Question
· Jan 31, 2020

Help me understand this encoding behavior when exporting XML

Hello.

I'm trying to export a XML stream containing some files that are supposed to have been written using UTF-8, but I'm facing some broken encoding issues.
You can see below that I'm indeed viewing a UTF-8 encoded and which is inside the CSP folder and encoded correctly (although displaying it on Studio would not display it correctly as the file is not using BOM and that's intentional).

 

We need to export such files to XML along with many others and for that we'are using the method ExportToStream from the class %SYSTEM.OBJ.
The file must be transmitted using HTTP and that's why we're using ExportToStream.

Now back to the issue...

When exporting to XML a file that is clearly UTF-8 encoded and providing the parameter charset like below:

do $System.OBJ.ExportToStream(.i, .stream, .err,,"utf-8")

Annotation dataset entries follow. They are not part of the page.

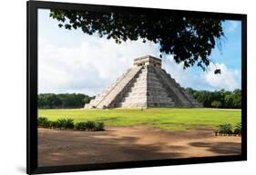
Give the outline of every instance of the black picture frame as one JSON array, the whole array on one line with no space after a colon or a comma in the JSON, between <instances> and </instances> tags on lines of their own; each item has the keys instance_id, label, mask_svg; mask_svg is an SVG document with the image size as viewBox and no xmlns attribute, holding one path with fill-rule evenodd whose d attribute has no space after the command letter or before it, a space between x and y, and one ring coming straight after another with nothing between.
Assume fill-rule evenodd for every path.
<instances>
[{"instance_id":1,"label":"black picture frame","mask_svg":"<svg viewBox=\"0 0 256 175\"><path fill-rule=\"evenodd\" d=\"M180 164L239 161L247 160L247 15L211 12L195 12L114 5L85 5L73 3L56 3L28 1L27 5L27 130L26 130L26 173L54 173L97 170L139 168ZM168 15L186 15L195 17L225 18L241 21L241 154L232 156L216 156L203 158L185 158L173 160L156 160L131 162L104 163L93 165L37 166L37 10L38 9L73 9L100 12L160 13Z\"/></svg>"}]
</instances>

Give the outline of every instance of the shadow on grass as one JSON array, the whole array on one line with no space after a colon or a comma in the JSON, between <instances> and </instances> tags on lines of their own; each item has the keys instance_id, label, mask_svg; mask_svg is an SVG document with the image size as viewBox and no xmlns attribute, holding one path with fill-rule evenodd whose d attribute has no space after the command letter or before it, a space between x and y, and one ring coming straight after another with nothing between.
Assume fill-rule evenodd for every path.
<instances>
[{"instance_id":1,"label":"shadow on grass","mask_svg":"<svg viewBox=\"0 0 256 175\"><path fill-rule=\"evenodd\" d=\"M241 143L238 142L190 142L190 146L193 147L204 147L207 148L209 151L218 153L218 154L241 154Z\"/></svg>"}]
</instances>

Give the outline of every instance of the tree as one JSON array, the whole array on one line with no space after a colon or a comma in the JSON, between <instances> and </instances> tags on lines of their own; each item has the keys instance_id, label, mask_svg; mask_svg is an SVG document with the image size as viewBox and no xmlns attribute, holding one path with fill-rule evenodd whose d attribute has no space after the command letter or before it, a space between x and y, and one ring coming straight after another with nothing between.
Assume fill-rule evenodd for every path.
<instances>
[{"instance_id":1,"label":"tree","mask_svg":"<svg viewBox=\"0 0 256 175\"><path fill-rule=\"evenodd\" d=\"M59 27L80 28L85 34L97 34L114 39L117 44L139 38L159 44L162 53L173 54L183 68L196 64L206 70L210 55L224 35L220 19L192 18L166 15L128 15L121 13L96 13L77 10L51 10L50 17L56 19ZM216 69L215 73L220 73Z\"/></svg>"}]
</instances>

We expected the result to be a generated file that respects the original file encoding. But instead, this is what we got:
 

function run($rootScope, $jqxViewLoader) {

  $rootScope.$on('$stateChangeStart', $jqxViewLoader.show);

  $rootScope.$on('$stateChangeSuccess', $jqxViewLoader.hide);

  $rootScope.$on('$stateChangeError', function() {

    swal({

      type: 'error',

      title: 'Erro de aplicação',

      text: 'Ocorreu um erro ao carregar a página.\n Por favor entre em contato com o setor de TI.'

    });

  });


}


function criarErroGenerico(titulo, mensagem) {

  return function erro(err) {

    swal({

      title: titulo,

      type: 'error',

      text: mensagem || err && err.message || 'Não foi possível se comunicar com o servidor'

    });

  };

}]]></CSP>

</Export>



When we noticed that, we started debugging the method to find out that if we actually use "latin1", which is ISO-8859-1 it works fine, no broken charset at all. We did the following test to confirm it:


set i("qualix/rconnect/app/qualix/acesso/app.js")=""
w $System.OBJ.ExportToStream(.i, .stream, .err,,"latin1")
set fs = ##class(%Stream.FileCharacter).%New()
do fs.LinkToFile("C:\temp\aaa.xml")
do fs.CopyFrom(stream)
do fs.%Save()



Now what is actually happening here? We can't take this issue as a solution, because since we don't understood what is happening under-the-hood, it looks error-prone.

I forgot to add:

We're using Cache for Windows (x86-64) 2018.1.2.
And the NLS is configured as ptbw, which is Unicode.

Discussion (7)0
Log in or sign up to continue

To read the hex I think the zzdump command should suffice?

We're not using Notepad, but Visual Studio Code and Notepad++ because both support changing the current encoding to test the results.

What do you mean by reading from Caché with utf8? If I understood well, we also did the test with "utf-8" being provided instead of "latin1", but when passing utf-8 it broke our encoding, which is weird, because we expected this to happen with "latin1" instead. 

Sorry for taking so long to reply, here's the result from one line:

DEV2>Zw line
line=$c(9,9,9)_"title: 'Erro de aplicação',"

DEV2>zzdump line

0000: 09 09 09 74 69 74 6C 65 3A 20 27 45 72 72 6F 20         ...title: 'Erro
0010: 64 65 20 61 70 6C 69 63 61 C3 A7 C3 A3 6F 27 2C         de aplicação'

Just so you know, my Caché terminal is configured to output using UTF-8 already.